Please feel free to read the AUTHOR INTERVIEW below to learn more about me and the writing process.

The IWORDBOOKS Interview – Andrew G. Berger

26 Feb 2024

What inspired you to write this book?
One day I was sitting in a subway train and looked around me – everybody around me was staring at some kind of digital screen. This example is just the tip of the iceberg. Today we are completely dependent on countless digital helpers – smartphones, navigation devices, laptops, iPads, tablets, smart TVs, smart watches, Alexa, Siri, Cortana, smart homes, Google, the Internet, etc. And I thought to myself – what if some catastrophe caused the digital world to collapse? What if all our digital devices stopped working overnight? How would people react if they were suddenly deprived of all their technical and digital helpers? That seemed to be the interesting core of a thrilling story. But what could cause such a catastrophe? After some in-depth research, I found out: A worldwide EMP, triggered by a gigantic solar storm, could do the trick. Based on this concept, I designed possible scenarios that branched out and condensed more and more. The story that would eventually be told in THE SUPERFLARE slowly began to emerge.

Where did you get your information or idea for your book?
From everyday life, experiences, and the topics that occupied me.
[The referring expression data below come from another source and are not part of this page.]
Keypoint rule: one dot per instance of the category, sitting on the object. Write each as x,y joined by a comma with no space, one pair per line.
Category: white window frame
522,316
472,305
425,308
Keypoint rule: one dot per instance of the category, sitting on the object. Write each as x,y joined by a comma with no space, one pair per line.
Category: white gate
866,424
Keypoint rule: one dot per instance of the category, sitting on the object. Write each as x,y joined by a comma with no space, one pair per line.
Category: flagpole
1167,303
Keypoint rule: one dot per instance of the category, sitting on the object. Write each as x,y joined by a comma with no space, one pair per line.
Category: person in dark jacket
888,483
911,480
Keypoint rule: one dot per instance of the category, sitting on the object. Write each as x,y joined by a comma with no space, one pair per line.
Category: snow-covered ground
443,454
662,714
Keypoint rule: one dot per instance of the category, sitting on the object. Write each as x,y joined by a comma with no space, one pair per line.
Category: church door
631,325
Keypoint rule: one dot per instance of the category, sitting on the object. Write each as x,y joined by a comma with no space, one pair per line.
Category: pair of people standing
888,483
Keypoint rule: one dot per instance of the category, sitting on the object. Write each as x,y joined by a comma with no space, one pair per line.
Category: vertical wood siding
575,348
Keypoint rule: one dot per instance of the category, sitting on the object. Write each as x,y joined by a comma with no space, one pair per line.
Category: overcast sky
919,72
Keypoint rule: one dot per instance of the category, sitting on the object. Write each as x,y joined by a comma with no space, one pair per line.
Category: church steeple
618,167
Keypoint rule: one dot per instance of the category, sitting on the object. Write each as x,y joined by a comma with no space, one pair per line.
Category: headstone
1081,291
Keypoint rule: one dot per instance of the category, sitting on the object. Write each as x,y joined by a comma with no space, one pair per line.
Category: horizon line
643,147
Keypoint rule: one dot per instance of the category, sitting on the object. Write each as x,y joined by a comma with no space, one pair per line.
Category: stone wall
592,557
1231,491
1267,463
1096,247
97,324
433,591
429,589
The fear of machines, robots, and artificial intelligence has been as old as humanity’s longing to simplify their lives, enhance their capabilities, or even – as “homo deus” – create a new life form: Artificial Intelligence. Professor Yuval Noah Harari describes this process and its potential consequences in his book “Homo Deus: A Brief History of Tomorrow.” His concern is that artificial intelligence might not make humans all-powerful but rather render them obsolete. When I began writing THE SUPERFLARE several years ago, these thoughts were on my mind as I developed the character of TRON, an artificial super-intelligence that plays a central role in my novel.

When you’re working on a book and a new idea pops up, should you pursue it immediately (also known as ‘UP syndrome’) or finish your current project first? What do you think is the best course of action?
I think every writer has his/her own way of dealing with such ideas. I tend to concentrate on the project at hand, but I also use a pin board to pin down new ideas so that they are not lost.

Which character do you enjoy writing the most as a writer and why? If choosing a favorite character is like choosing a favorite child, which character do you find requires the most attention and detail from you as a writer?
I enjoyed all the characters and their interplay. But, of course, the main characters require the most attention. During the writing process, many of the supporting characters developed a life of their own and became increasingly important, so I gave them more room to move.

Was there anything you had to research for the book?
Of course, good research is essential. The technical details, the world-building, and the whole setting must be coherent – despite all the poetic and creative freedom necessary to write an exciting, captivating story.

Did you have any say in the cover design?
Yes, of course, I ordered it and discussed and commented on each draft I received from the designer until I was fine with the result and accepted it.

Do you have any personal connection to the story or characters?
Of course, because I created them. They are based on my thoughts, my ideas, and my imagination, which in turn are based on my experiences and my character, the books I have read, my likes and dislikes, fears and hopes, my values, the society and time I live in. Nobody writes in a vacuum.

What were the key challenges you faced while writing your book?
I started with a basic story idea and plot outline. As the writing progressed, the story became more and more complex, and it was quite a challenge to keep track of all the different strands of the story and the many characters and weave them together in a meaningful and exciting way. I also had to accept that the characters had developed a life of their own, so I just followed them and the flow to find out where it would take me. After having finished the first draft, the re-write process began to make sure that every piece fell into the right place.